Spenzer is a retired magistrate, local historian and the vice president of Heritage Avon Lake, the city’s historical society.
Formerly known as the Avon Lake Cemetery, Spenzer says the book is a work 16 years in the making capturing some of the city’s lost history.
“I started collecting information 16 years ago, and not as aggressively for the last several years when I realized if I don’t put this together in a book, it may be lost,” she said.
It is believed the cemetery’s first interments were those of French fur trappers and Native Americans to which no markers exist, Spenzer said.
The cemetery includes the remains of a Revolutionary War soldier, sailors wounded in the Battle of Put-In-Bay during the War of 1812 and soldiers from both world wars along with some familiar names to longtime Avon Lake residents.
One of the most interesting headstones comes from a long-standing local legend.
In 1813, the bodies of two sailors from the Battle of Put-In Bay washed ashore near Avon Lake’s cemetery and were buried by a passerby.
“Though discounted by some of Avon Lake’s early historians as an unlikely tale, the legend persisted and a marker was placed memorializing the unidentified local seamen,” Spenzer wrote.
In 2015, the legend was confirmed as truth when the fallen seamen were identified by local author and historian William Krejci as Richard Williams and Henry VanPoole.
During their transport to Pennsylvania for their injuries, they became ill with typhus and their bodies were thrown overboard.
They were identified through records in a letter to Naval Secretary William Jones dated Sept. 22, 1813.
“Many of the headstones are the same as names that are in the streets here in Avon Lake,” Spenzer said. “And so those are the obvious and interesting stories, which are just as interesting as the stones you don’t see.”
The names of Moore, Jaycox, Dunning and Tomanek run through the cemetery, capturing the stories of some of Avon Lake’s earliest settlers.
Joseph Moore served as one of Gen.

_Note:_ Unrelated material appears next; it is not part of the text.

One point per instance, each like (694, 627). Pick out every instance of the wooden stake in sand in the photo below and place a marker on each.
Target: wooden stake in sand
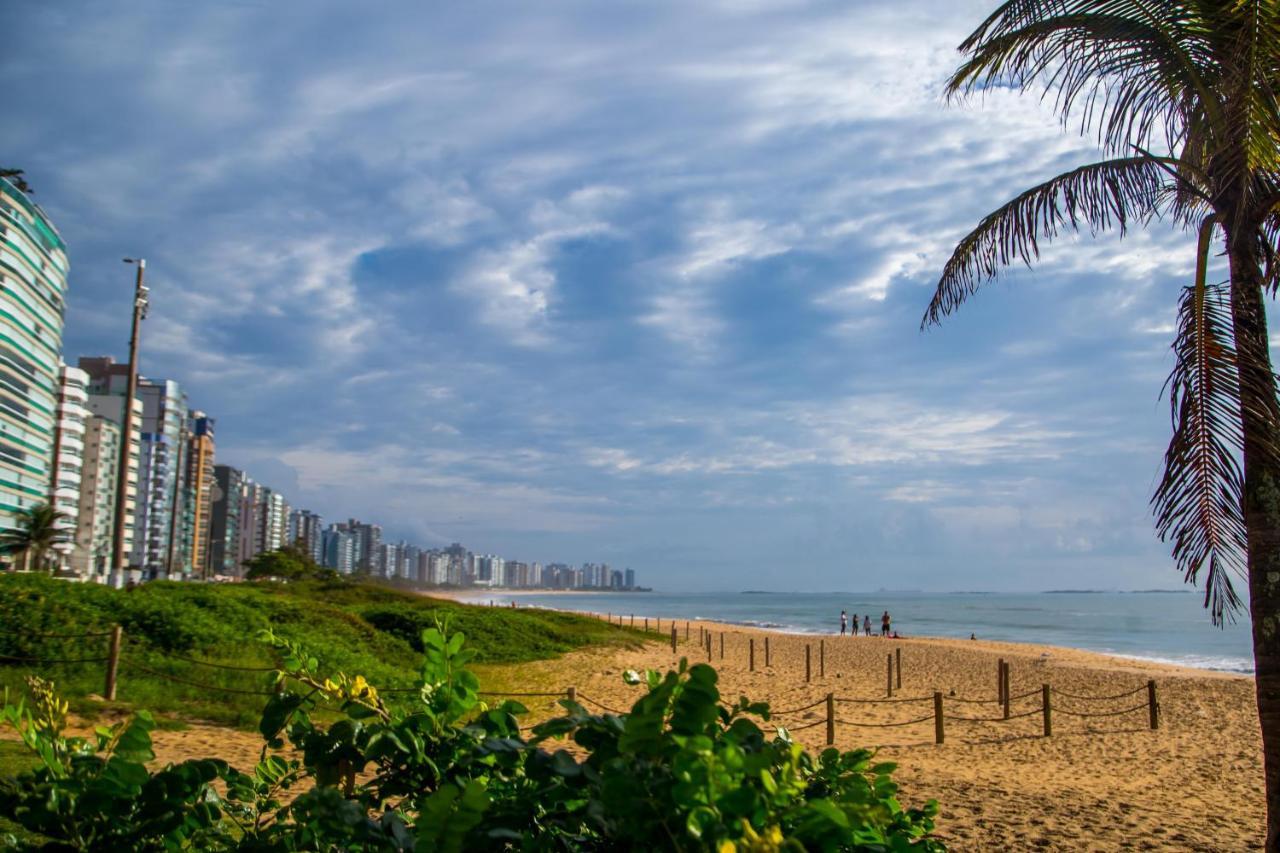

George Washington’s body guard near the end of the Revolutionary War.
Moore Road was named after the family three or four generations down the line.
The book documents the journey of Samuel and Sarah Jaycox, who settled in Avon Lake in 1828.
Their graves describe their January 1855 demise as “death caused by suffocation by a kettle of coals in their sleeping room.”
The couple would inspire the name of Jaycox Road, a major thoroughfare running north-south into Avon.
The oldest legible headstone belongs to that of Edmunds Tower, of Ira, Vt.
Elements and age have darkened the stone.
It describes his death by drowning at the age of 22.